The Battle of the Brussels Sprouts

BAH, HUMBUG! For the first time ever I haven’t braved the heaving crowds of frantic last-minute shoppers to do my Christmas shopping – I’ve done the lot online. Impressed?

Jealous? Think I’m a smart arse? Do I care?

As you read this column, I’ll be sitting under my ivory and gold decorated tree, wrapping all my Christmas pressies, sipping mulled wine (well, I suppose that depends on how early you catch your business a.m.) and singing along – badly, it has to be said – with Bing Crosby and Cliff Richard. I’ll be listening out not for the sound of jingling sleigh bells overhead, but the diesel engine that heralds the arrival of my Christmas groceries.  Glory be to Tesco.com, that’s all I can say. (Although I would urge Sainsbury’s to get a shifty on, they’re losing a faithful following with their inability to deliver an online service anywhere beyond the M25.)

A nice young chap will carry all my perfectly packed shopping into the kitchen, wish me a merry Christmas, I’ll unpack and put it all away, and I will have escaped the annual recurring nightmare that is supermarket Christmas shopping.

The Battle of the Brussels Sprouts, I call it. I swore I would never again visit a supermarket just before Christmas (or New Year for that matter) after a disturbing incident last year when I was witness to a shocking display of temper, aggression and theft in the packed aisles, somewhere between the fresh veg and the tinned artichokes.

Picture this. Festive music piped throughout the supermarket, not entirely soothing on the nerves after a 22 minute grand prix race around the car park to find a space followed by a sprint to the door to avoid getting drenched in the usual seasonal downpour. Hunt the trolley was next and I found myself cursing the shoppers who were manoeuvring two trolleys “just in case”.  Eventually, wobbly trolley in hand, I wove my way to the vegetable section, where I picked up two of the last three bags of Brussels sprouts, much to the very vocal despair of a fellow shopper. “ Do you really need two bags?”  she screeched at point blank range.

Instead of quizzing me, she should have been dropping the last bag into her trolley, because as she turned away in disgust at my affirmative response, she was just in time to see someone else snatch the sprouts from under her nose.

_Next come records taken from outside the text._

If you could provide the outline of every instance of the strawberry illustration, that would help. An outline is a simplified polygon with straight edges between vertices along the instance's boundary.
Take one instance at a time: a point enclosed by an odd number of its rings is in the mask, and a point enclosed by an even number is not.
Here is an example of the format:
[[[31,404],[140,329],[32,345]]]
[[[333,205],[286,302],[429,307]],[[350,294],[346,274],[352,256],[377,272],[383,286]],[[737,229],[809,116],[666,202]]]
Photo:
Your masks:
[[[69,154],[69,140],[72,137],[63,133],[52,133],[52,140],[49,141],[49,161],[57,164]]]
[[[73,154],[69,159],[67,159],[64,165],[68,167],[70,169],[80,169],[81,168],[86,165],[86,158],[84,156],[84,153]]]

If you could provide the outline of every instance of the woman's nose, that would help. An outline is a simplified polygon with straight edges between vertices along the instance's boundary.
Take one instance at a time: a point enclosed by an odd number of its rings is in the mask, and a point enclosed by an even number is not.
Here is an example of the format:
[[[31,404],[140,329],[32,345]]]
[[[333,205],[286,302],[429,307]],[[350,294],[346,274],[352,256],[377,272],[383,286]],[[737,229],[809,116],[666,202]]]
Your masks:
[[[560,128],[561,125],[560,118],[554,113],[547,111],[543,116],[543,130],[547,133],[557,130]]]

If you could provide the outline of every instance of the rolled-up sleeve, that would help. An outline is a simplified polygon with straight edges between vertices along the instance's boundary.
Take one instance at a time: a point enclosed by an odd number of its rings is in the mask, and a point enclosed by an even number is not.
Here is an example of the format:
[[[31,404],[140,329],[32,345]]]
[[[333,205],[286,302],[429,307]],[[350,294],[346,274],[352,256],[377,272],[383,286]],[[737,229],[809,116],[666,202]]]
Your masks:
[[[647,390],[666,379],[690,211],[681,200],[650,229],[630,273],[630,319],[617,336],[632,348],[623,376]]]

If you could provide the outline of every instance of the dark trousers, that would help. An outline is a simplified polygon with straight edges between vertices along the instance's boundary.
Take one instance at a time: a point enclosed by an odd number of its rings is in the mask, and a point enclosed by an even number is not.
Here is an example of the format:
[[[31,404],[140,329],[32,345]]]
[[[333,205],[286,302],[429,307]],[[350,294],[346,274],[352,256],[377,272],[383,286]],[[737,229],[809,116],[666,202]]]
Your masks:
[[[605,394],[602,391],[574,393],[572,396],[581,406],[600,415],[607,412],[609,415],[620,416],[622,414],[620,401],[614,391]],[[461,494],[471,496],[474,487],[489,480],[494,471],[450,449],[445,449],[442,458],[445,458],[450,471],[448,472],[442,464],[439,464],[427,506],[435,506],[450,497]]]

What followed would have been hilarious, if it hadn’t been so sad. The two women argued, jostled, snatched and shoved in their attempt to keep hold of the sprouts. Surprisingly the bag didn’t burst and the second shopper was victorious. But not for long. No sooner had she turned her back to fill a bag with clementines than shopper number one dipped her trolley and made off with the sprouts.

That was it for me. Christmas shopping would never be the same again and so this year I started early, and I shopped online.

I hit dozens of sites, window-shopping on the Internet, stored up plenty web addresses I would actually return to buy from, and got stuck right in.

Gadgetshop.com is seriously cool and seriously easy to use. Marksandspencer.co.uk, next.co.uk, even lakeland.co.uk were good and day after day our farm was deluged with delivery vans and trucks offloading boxes and bags of goodies – all in time for Christmas.

At this point I would like to offer a word of warning. Never trust toysrus.co.uk. Ever. I had thought that after last year’s much-publicised fiasco they would have made the effort to get it right this time. I thought wrong. The site was reasonably good, but selection was limited with lots of stuff was out of stock. I placed an order, a not insubstantial one, and waited for the toys to arrive. I waited, waited and waited some more before finally receiving an email to say that none of the toys I had ordered was in stock.  Praise be to gadgetshop.com who saved my life and prevented the tears of half a dozen disappointed children next Monday.

There is a lot of criticism about online shopping but it ain’t going away. With online spending predicted to grow phenomenally over the next 12 months there is a huge opportunity for companies who can get it right: not just a cool site, but an easy to navigate site and reliable order fulfilment.

So no queues, no cross tempers, no bare shelves and no queuing for six hours to get your hands on a PlayStation 2. It’s no wonder I’m full of festive spirit already.

Merry Christmas. Have a good one!

So, that was 10 years ago today, but it might as well be today. I’m waiting for my Sainsbury’s delivery, due in ten minutes if the weather doesn’t hold it up, and I’m still waiting for @tartan_kitten’s two main Christmas presents to be delivered – both ordered online at the end of November. Poor kid will receive an empty box with just a message inside saying “if the Royal Mail had got its finger out, your shiny new set of chef’s knives would be in here”.

What a difference 10 years makes? Or does it?